Le timbre de la voix

timbre de la voixQuelques conseils pour mieux maîtriser le timbre de votre voix.

Platon : « Parlez, afin que je vous connaisse;
tant il est vrai que la voix décèle le caractère. »

Le timbre naturel

  • Si vous avez un timbre de voix dur : adoucissez–le.
  • Si votre timbre de voix est aigu : voilez-le.
  • Votre voix est menue ou efféminée et cela vous dérange : affermissez-là

Vous ne savez rien de tout cela : Enregistrez votre voix.

Au début, en entendant votre voix, vous aurez l’impression que ce n’est pas la vôtre. C’est parce que vous avez l’habitude de l’entendre « de l’intérieur », c’est-à-dire au travers votre boîte crânienne et non pas au travers de vos oreilles externes.

La souplesse et l’élasticité des cordes vocales sont indispensables pour parvenir à corriger les défauts de votre voix.
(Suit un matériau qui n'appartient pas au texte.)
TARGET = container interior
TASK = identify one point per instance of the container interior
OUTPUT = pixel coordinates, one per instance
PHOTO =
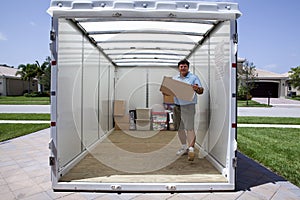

Surveillez votre respiration et apprenez à inspirer et à expirer.

Un changement momentané

Votre voix s’éraille

C’est que vous parlez de la gorge. La place d’une voix, c’est la bouche : Parlez dans le masque en projetant votre voix vers les lèvres.

Les cordes vocales prennent leur forme dans la bouche sous l’action conjuguée de la langue, du palais, des dents set des lèvres. Les consonnes sont réparties quatre catégories : linguales (langue), palatales (palais), dentales (dents), labiales (lèvres)

Vous vous sentez une voix ingrate

Apportez à vos propos un ton convainquant, voire passionné. Essayez de transmettre vos émotions.

Votre voix est épuisée

Posez votre voix ; c’est-à-dire, sachez la soutenir pendant la durée du discours et lui donner l’ampleur et l’intensité nécessaire.

Réglez les temps de pause. Un très court arrêt entre les phrases donne le rythme de votre discours.

Problèmes chroniques

Si vous avez des problèmes chroniques avec votre voix jusqu’à devenir aphone : Évitez l’abus de tabac, les poussières, l’humidité et le froid.
Toutes ces influences externes s’attaquent aux muqueuses du pharynx et du larynx.

L’aphonie est parfois un réflexe purement de nervosité chez un débutant ou une personne impressionnable. C’est le raidissement des cordes vocales dû au trac.